The $$L_{I}$$ absorption edge in tungsten is at 1.02 Å. Assume that a $$K_{\alpha}$$ photon is "absorbed" by one of the 2s electrons by an Auger process. Determine the velocity of the photoelectron released.

Attempted solution:

I've used formulas 18.3 and 18.6 in the book. I can use

$$\bar{\nu}_K_\alpha = \frac{3}{4} R (Z-1)^{2}$$ (18.3)

to get the wave number for the $$K_\alpha$$ line. I inserted the Rydberg constant and tungsten atomic number, R = 10973731 and Z = 74, and got the wave number $$4.386 * 10^{10}$$ inverse meters. This corresponds to the energy $$= 8.7124 * 10^{-15}$$ Joules. Next I use

$$E_{kin} = hv_K_\alpha - E_L$$ (18.6)

I set $$hv_K_\alpha =$$ (the energy I calculated) $$= 8.7124 * 10^{-15}$$ and $$E_L =$$ (energy of the ebsorption adge given in the problem) $$= 1.9475 * 10^{-15}$$. Subtracting the second energy from the first gives

$$E_{kin} = 8.7124 * 10^{-15} - 1.9475 * 10^{-15} = 6.765 * 10^{-15}$$ Joules

The correct answer is $$5.57 *10^{-15}$$ Joules according to the book. So I'm not that far off but I can't figure out what I've missed.

2. Oct 7, 2008

### Gokul43201

Staff Emeritus
Your answer looks to be correct, except that you've calculated the KE, when the question asks for the velocity.

3. Oct 7, 2008

### Antti

Okay, seems like my crappy first post is no longer editable... EDIT: fixed! :)
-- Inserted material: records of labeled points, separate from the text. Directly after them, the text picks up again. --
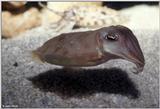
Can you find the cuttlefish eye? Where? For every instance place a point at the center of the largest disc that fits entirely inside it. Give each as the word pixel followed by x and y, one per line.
pixel 111 37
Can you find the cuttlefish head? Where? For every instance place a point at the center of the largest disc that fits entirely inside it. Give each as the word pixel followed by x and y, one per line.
pixel 121 42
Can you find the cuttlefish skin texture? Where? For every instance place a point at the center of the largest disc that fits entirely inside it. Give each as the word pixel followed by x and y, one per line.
pixel 90 48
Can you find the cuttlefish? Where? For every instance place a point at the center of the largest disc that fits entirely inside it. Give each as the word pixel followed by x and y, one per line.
pixel 91 48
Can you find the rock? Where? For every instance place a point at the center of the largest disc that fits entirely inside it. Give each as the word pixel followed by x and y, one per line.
pixel 13 25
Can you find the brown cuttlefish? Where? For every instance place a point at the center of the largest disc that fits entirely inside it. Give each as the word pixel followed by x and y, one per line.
pixel 91 48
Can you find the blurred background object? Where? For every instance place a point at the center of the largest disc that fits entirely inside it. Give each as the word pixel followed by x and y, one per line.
pixel 18 17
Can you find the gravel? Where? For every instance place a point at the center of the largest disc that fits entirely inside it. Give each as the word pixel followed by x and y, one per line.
pixel 27 83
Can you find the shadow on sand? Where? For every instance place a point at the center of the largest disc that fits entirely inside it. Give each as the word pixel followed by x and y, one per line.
pixel 78 83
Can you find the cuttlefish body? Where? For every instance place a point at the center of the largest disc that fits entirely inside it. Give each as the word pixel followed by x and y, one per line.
pixel 91 48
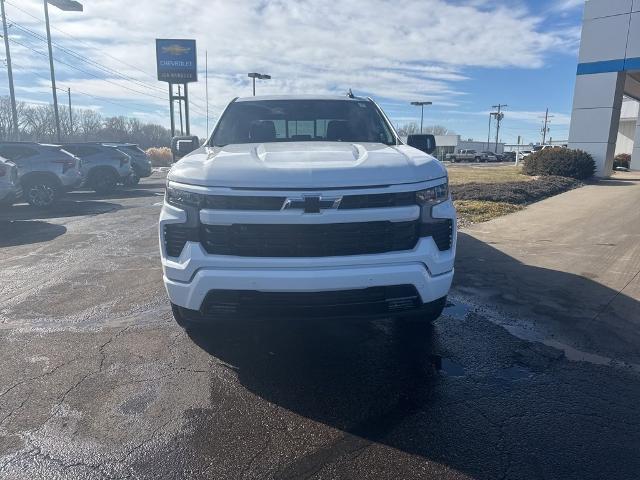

Gokul: The book gives both the kinetic energy and velocity of the electron in the answer. I have only compared the first value since the velocity can't turn out right if the kinetic energy is wrong. So my answer isn't correct. I should have been more clear about this, sorry.

Last edited: Oct 7, 2008
4. Oct 7, 2008

### Gokul43201

Staff Emeritus
For the KE, I get almost exactly the same number that you got (6.8*10^{-15}J), and I think Moseley's law is more than sufficiently accurate for 2 sig figs.

5. Oct 8, 2008

### Antti

I see. Well that obviously raises the question about how they got the answer in the book. I think you can understand that I'd rather trust the authors than you ;)

6. Oct 9, 2008

### Gokul43201

Staff Emeritus
I understand.

To make sure you've understood the principle properly, and feel confident that you have, you should work through part 4 of the solved example on pg. 334 and make sure you get the correct answer. You could also try more problems from other books.